Es sind Daten, welche die Behörden einiger Kantone und Gemeinden am liebsten unter Verschluss halten würden. Dabei betreffen sie unseren wichtigsten Rohstoff: Wasser.

Vielerorts ist das Grundwasser, die mit Abstand bedeutendste Trinkwasser-Ressource in der Schweiz, stark mit Pestiziden und deren Abbaustoffen belastet. Eines der grössten derzeitigen Probleme ist Chlorothalonil – ein Mittel gegen Pilzbefall, von dem Bauern während Jahrzehnten Dutzende Tonnen pro Jahr auf die Felder sprühten. Seit Anfang Jahr ist das Fungizid in der Schweiz verboten, weil es auch hierzulande – nach der EU – als möglicherweise krebserregend eingestuft wird.

Syngenta verpasst Bundesamt Maulkorb

Sagen darf das der Bund seit vergangenem Freitag allerdings nicht mehr. Pestizidhersteller Syngenta hat erreicht, dass dem Bundesamt für Lebensmittelsicherheit und Veterinärwesen (BLV) vorübergehend ein Maulkorb verpasst wird. Der Konzern hat vor Bundesverwaltungsgericht gegen das Pestizidverbot geklagt. Ein Urteil steht noch aus. Bis es vorliegt, darf das BLV das Krebsrisiko auf seiner Homepage nicht mehr erwähnen, wie das Gericht jetzt entschieden hat.

Die Klage zeigt: Die Pestizidproduzenten fürchten um das Geschäft mit dem Gift. Besonders nervös sind sie, weil nächstes Jahr zwei wegweisende Volksbegehren zur Abstimmung kommen: die Trinkwasser- und die Pestizid-Initiative. Diese wollen die Verwendung von Pestiziden massiv einschränken oder sogar komplett verbieten.

Grundwasserqualität «erheblich beeinträchtigt»

Aktuelle Untersuchungen geben den Anliegen Auftrieb. Im Mai hat das Bundesamt für Umwelt (Bafu) erstmals Zahlen zur Chlorothalonil-Belastung des Schweizer Grundwassers veröffentlicht. Sie sind besorgniserregend: In 15 Kantonen würden die Chlorothalonil-Abbauprodukte die Grundwasserqualität «erheblich beeinträchtigen», so der Bund. Dabei liegen noch gar nicht für alle Abbaustoffe Daten vor. Betroffen sind vor allem Kantone im landwirtschaftlich intensiv genutzten Mittelland.

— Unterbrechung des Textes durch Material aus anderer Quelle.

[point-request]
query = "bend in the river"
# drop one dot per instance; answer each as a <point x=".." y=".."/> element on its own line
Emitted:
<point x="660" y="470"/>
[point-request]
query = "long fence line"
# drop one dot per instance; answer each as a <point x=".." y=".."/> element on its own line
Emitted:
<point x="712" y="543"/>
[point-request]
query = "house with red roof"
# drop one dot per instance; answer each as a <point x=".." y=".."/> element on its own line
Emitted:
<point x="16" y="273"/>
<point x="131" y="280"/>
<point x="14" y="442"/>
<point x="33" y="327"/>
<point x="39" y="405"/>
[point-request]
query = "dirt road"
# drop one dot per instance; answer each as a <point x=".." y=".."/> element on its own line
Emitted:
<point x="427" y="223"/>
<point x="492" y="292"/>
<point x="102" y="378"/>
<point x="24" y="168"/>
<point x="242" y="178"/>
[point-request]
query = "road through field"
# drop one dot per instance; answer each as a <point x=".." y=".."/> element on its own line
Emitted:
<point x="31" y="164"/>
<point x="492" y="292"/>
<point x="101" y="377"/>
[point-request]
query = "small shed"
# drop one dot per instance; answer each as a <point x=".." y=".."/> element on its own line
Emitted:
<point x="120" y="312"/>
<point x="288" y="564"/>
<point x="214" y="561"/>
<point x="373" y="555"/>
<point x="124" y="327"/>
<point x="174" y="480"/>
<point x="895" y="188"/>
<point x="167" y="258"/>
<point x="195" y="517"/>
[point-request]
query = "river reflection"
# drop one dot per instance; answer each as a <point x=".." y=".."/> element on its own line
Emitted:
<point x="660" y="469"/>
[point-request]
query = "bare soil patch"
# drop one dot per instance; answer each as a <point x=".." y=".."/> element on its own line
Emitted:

Die Daten, die der Bund öffentlich macht, sind allerdings spärlich. BLICK hat deshalb, gestützt auf das Öffentlichkeitsgesetz, bei den Kantonen, welche Grenzwertüberschreitungen verzeichnen, detaillierte Ergebnisse der Grundwassermessungen angefordert. Denn lediglich zwei haben die Ergebnisse bislang von sich aus veröffentlicht: Wallis und Bern.

Zürich verweigert Herausgabe der Daten

Vielen anderen Kantonen ist das zu heikel. Vorgeschoben wird, dass die Grundwasserdaten nicht aussagekräftig seien, weil von ihnen nicht automatisch auf die Trinkwasserqualität geschlossen werden könne. Der Kanton Aargau hat sich deshalb bislang standhaft geweigert bekannt zu geben, welche Gemeinden betroffen sind.

Nun aber hat der Kanton die Daten auf Insistieren von BLICK hin erstmals herausgerückt. Weiter im Ungewissen gelassen wird die Bevölkerung im Kanton Zürich. Die Baudirektion unter Grünen-Regierungsrat Martin Neukom (34) weigert sich, die Daten herauszugeben, obwohl sie gesetzlich dazu verpflichtet wäre.

Grenzwert um ein Vielfaches überschritten

Die vorliegenden Daten zeigen, wie stark das Grundwasser mancherorts mit Pestiziden belastet ist. Durch das Chlorothalonil-Verbot gilt für alle Abbaustoffe des Pestizids ein Höchstwert von 0,1 Mikrogramm pro Liter. In Fischbach LU ist der Grenzwert bei einem Chlorothalonil-Abbauprodukt 2019 um das 17-Fache überschritten worden. In Baggwil im Berner Seeland hat man eine 15-fache Überschreitung gemessen. Auch an einzelnen Orten im Aargau, dem Wallis, Freiburg, Solothurn sowie an weiteren Messstellen in Luzern und Bern wurden Werte gemessen, die den Grenzwert mindestens um das Fünffache übersteigen.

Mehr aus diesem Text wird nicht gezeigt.